Beyond raw speed, the integration of Adaptive Fluidics delivers real‑time infusion control that reacts to vacuum changes, keeping intra‑ocular pressure within a physiologic 10‑20 mmHg window even under high vacuum settings. Clinical data show a 62% drop in infusion pressure variability and cutter vibration, translating to smoother instrument handling and potentially fewer postoperative complications. These performance gains can shorten operative times, lower anesthesia exposure, and improve overall patient recovery trajectories.

For the ophthalmic device market, Bausch + Lomb’s clearance reinforces its position as an innovator amid growing competition from European and Asian manufacturers.

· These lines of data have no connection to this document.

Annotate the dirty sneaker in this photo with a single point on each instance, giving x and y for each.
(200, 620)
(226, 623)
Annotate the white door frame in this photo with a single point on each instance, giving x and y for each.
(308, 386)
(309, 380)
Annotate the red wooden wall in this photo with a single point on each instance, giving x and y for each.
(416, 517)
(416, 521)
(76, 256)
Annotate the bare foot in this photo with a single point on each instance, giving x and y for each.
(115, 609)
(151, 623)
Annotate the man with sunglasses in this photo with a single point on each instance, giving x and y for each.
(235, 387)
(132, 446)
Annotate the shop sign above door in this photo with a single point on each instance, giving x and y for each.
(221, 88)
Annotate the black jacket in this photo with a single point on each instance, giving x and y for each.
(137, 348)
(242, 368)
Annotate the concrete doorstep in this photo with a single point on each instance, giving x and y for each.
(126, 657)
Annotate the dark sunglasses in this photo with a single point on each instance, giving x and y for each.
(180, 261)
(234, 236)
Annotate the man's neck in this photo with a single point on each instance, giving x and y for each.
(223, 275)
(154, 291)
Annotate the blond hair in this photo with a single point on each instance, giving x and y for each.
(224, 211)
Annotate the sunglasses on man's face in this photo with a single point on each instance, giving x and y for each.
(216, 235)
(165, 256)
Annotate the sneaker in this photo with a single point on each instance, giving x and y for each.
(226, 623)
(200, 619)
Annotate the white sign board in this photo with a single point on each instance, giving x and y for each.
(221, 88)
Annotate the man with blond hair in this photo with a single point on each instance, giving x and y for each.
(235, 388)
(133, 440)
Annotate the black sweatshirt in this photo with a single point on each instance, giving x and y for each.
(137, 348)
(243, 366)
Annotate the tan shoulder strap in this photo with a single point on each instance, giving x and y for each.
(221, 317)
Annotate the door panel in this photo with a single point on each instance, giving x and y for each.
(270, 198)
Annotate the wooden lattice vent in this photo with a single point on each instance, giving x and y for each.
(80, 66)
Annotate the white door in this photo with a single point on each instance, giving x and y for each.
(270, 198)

The combined hardware and software upgrade not only expands the Stellaris Elite platform’s value proposition but also creates a compelling upgrade path for existing users. As retinal surgeons increasingly demand precision and efficiency, the Bi‑Blade™+ system is poised to capture market share and set a new benchmark for next‑generation vitrectomy solutions.